Softr makes sense for most teams because:
- You can build the exact sales database you need without developers.
- AI agents handle the busywork automatically, enriching company records, extracting contract details, cleaning messy data, generating summaries, and more. Plus, Softr AI can build you entire sales databases using natural language prompts.
- The flat pricing model is predictable, so you won’t get surprise costs as your business grows.
- Enterprise-grade features like SOC-2 and GDPR compliance and workflows are included on every plan. Most platforms gate these behind expensive tiers.
Want to see Softr Databases in action? Get started for free.
Frequently asked questions
- What’s the difference between a sales database and a CRM?
A sales database is the underlying structure that stores your sales data (contacts, companies, deals, activities). A CRM is a complete application built on top of a database that adds sales-specific features (pipeline views, email integration, reporting, forecasting).
- Do sales teams need technical skills to use database software?

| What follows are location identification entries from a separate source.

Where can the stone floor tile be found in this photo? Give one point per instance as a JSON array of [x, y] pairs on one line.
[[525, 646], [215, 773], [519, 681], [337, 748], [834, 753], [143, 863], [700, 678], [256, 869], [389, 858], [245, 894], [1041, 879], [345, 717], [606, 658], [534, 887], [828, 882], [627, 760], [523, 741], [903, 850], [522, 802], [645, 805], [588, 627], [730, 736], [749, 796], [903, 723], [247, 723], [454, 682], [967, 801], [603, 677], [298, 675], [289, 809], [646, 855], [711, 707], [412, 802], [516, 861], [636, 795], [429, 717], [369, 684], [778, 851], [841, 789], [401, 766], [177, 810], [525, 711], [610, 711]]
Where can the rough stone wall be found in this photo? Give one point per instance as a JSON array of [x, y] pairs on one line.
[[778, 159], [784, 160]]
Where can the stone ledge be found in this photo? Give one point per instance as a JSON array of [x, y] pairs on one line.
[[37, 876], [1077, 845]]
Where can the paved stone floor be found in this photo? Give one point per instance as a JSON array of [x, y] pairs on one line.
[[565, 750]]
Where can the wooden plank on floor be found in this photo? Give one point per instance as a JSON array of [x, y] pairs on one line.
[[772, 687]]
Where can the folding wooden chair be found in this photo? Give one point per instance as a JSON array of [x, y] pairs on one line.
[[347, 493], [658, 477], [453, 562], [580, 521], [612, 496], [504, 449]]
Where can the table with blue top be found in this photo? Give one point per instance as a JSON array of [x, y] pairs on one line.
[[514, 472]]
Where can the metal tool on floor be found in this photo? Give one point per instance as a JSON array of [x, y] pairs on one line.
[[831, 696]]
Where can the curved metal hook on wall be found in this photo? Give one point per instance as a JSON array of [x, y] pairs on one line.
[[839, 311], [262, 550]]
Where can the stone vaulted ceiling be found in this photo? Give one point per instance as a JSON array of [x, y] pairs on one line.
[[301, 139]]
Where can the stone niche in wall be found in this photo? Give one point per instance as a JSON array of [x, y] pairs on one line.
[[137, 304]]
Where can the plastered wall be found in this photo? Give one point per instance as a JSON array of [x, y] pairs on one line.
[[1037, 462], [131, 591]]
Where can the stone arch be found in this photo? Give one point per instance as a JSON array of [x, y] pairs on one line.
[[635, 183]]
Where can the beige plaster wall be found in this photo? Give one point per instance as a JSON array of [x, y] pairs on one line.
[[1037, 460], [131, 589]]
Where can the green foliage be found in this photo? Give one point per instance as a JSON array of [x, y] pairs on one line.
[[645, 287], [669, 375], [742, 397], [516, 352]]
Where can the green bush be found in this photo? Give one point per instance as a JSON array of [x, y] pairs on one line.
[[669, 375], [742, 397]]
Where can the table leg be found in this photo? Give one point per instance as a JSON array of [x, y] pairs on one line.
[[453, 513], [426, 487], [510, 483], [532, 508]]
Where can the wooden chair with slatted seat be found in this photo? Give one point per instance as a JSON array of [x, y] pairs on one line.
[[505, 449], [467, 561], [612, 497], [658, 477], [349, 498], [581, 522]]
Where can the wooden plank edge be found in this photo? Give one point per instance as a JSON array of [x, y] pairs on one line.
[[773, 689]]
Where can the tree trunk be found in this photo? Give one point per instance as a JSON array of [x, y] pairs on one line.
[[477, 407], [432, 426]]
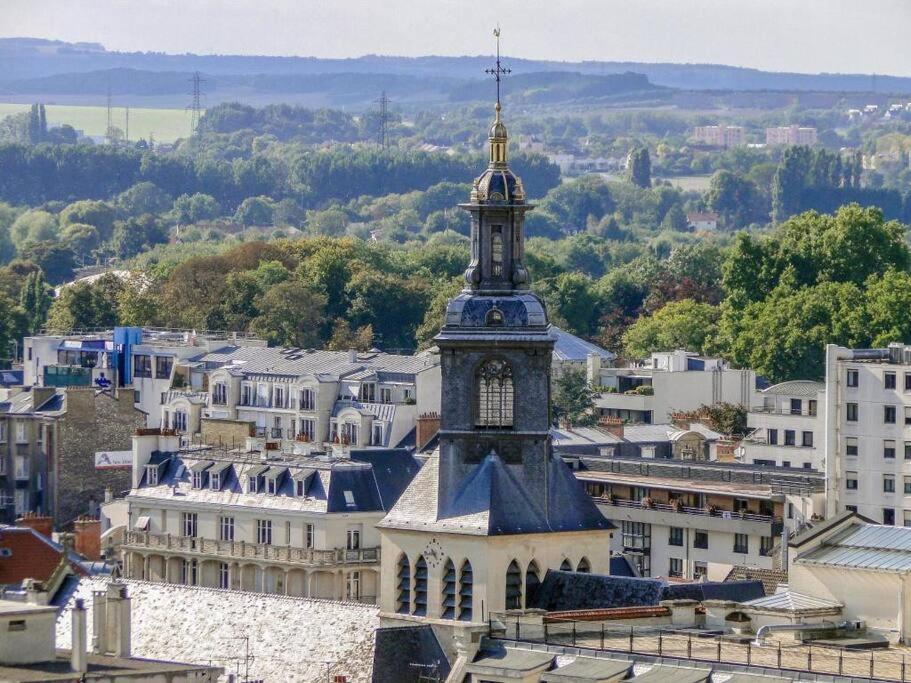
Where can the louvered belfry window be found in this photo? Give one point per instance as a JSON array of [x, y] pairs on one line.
[[495, 394]]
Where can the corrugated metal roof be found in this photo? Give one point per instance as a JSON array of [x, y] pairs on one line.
[[569, 347], [788, 600], [334, 364], [797, 387], [865, 546]]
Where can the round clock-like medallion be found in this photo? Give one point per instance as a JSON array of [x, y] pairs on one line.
[[433, 553]]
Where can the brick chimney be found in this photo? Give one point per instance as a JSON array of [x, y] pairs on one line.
[[680, 420], [612, 425], [43, 525], [428, 424], [88, 537]]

It depends on the tool. Dedicated CRMs and no-code platforms like Softr lets you manage sales data without writing a single line of code. Developer-focused tools like Supabase and Baserow require real technical expertise. You'll need someone on your team who can write SQL queries, manage databases, and build custom interfaces.
- Can I migrate data from spreadsheets to sales database software?
Yes. Most platforms offer CSV import functionality. Softr, Airtable, and HubSpot can import directly from Excel or Google Sheets while maintaining data structure.